Please ensure that you have one of these Python versions installed before using DupliPy. DupliPy may not work as expected on lower versions of Python than the supported.

Features

  • Text Formatting: Remove special characters, standardize text formatting.
  • Text Replication: Generate replicated instances of text for data augmentation.
  • Sentiment Analysis: Find impressions within sentences.
  • Similarity Calculation: Calculate text and image similarity using various metrics.
  • BLEU Score Calculation: Calculate how well your text-based NLP model performs.
  • Named Entity Recognition: Identify and categorize key information in text.
  • Image Augmentation Tasks.
  • Profanity removal, hate speech removal, offensive speech removal, and sensitive information removal.
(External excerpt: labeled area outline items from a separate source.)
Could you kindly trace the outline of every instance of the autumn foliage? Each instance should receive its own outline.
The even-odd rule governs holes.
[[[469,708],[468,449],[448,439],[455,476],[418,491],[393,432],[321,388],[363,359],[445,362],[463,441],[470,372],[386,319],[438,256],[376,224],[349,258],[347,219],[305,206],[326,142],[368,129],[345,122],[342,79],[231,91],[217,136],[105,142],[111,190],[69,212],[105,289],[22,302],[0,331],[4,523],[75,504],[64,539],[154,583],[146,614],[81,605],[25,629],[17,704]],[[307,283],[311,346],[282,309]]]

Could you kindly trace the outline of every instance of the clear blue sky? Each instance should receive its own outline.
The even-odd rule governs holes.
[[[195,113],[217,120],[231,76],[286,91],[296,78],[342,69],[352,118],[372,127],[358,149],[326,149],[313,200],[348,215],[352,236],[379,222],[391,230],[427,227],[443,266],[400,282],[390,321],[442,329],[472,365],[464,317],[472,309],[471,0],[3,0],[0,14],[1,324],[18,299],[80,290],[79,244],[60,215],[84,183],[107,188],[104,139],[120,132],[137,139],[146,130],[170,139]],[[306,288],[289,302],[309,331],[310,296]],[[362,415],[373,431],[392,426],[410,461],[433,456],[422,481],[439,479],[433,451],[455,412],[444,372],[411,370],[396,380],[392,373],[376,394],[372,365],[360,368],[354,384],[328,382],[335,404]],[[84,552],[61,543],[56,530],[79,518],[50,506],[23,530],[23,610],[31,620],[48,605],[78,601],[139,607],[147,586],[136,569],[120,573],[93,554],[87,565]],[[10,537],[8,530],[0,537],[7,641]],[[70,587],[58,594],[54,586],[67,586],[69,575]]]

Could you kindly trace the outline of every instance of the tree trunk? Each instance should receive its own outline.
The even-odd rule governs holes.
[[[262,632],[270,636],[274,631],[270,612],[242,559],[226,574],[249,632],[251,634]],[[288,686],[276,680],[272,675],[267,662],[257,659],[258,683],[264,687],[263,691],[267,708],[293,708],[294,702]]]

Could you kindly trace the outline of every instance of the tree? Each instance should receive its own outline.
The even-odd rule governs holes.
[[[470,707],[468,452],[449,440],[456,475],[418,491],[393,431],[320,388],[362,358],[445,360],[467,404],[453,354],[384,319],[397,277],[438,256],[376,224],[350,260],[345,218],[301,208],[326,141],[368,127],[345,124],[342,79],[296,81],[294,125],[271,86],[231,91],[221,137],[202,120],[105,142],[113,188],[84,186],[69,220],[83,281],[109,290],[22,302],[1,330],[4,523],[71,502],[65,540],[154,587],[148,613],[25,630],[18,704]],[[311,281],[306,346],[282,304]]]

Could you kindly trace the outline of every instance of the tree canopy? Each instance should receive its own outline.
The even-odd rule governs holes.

For full reference documentation view DupliPy's official documentation.

Usage

Text Formatting

from duplipy.formatting import remove_special_characters, standardize_text

text = "Hello! This is some text."

# Remove special characters
formatted_text = remove_special_characters(text)
print(formatted_text)  # Output: Hello This is some text

# Standardize text formatting
standardized_text = standardize_text(text)
print(standardized_text)  # Output: hello! this is some text

Text Replication

from duplipy.replication import replace_word_with_synonym, augment_text_with_synonyms, swap_random_words, random_word_deletion

text = "Hello! This is some text."

# Replace words with synonyms
augmented_text = augment_text_with_synonyms(text, augmentation_factor=3, probability=0.5)
print(augmented_text)

# Swap random words
swapped_text = swap_random_words(text)
print(swapped_text)

# Delete random words
deleted_text = random_word_deletion(text, num_deletions=1)
print(deleted_text)

Sentiment Analysis

from duplipy.text_analysis import analyze_sentiment

text = "I love this product! It's amazing!"

# Analyze sentiment
sentiment = analyze_sentiment(text)
print(sentiment)  # Output: Positive

Similarity Calculation

from duplipy.similarity import edit_distance_score, sorensen_dice_coefficient, cosine_similarity_score

text1 = "Hello! How are you?"
text2 = "Hi! How are you doing?"

# Calculate edit distance
edit_distance = edit_distance_score(text1, text2)
print(edit_distance)  # Output: 4

# Calculate Sorensen-Dice coefficient
dice_coefficient = sorensen_dice_coefficient(text1, text2)
print(dice_coefficient)

# Calculate cosine similarity
cosine_sim = cosine_similarity_score(text1, text2)
print(cosine_sim)

BLEU Score Calculation

from duplipy.similarity import bleu_score

text1 = "Hello! How are you?"
text2 = "Hi! How are you doing?"

# Calculate cosine similarity
bleu_value = bleu_score(text1, text2)
print(bleu_value)  # Output: 0.434

Image Augmentation

from PIL import Image
from duplipy.replication import flip_horizontal, flip_vertical, rotate, random_rotation, resize, crop, random_crop

# Load an image for testing
image_path = "path/to/image.jpg"
image = Image.open(image_path)

# Flip the image horizontally
flipped_horizontal_image = flip_horizontal(image)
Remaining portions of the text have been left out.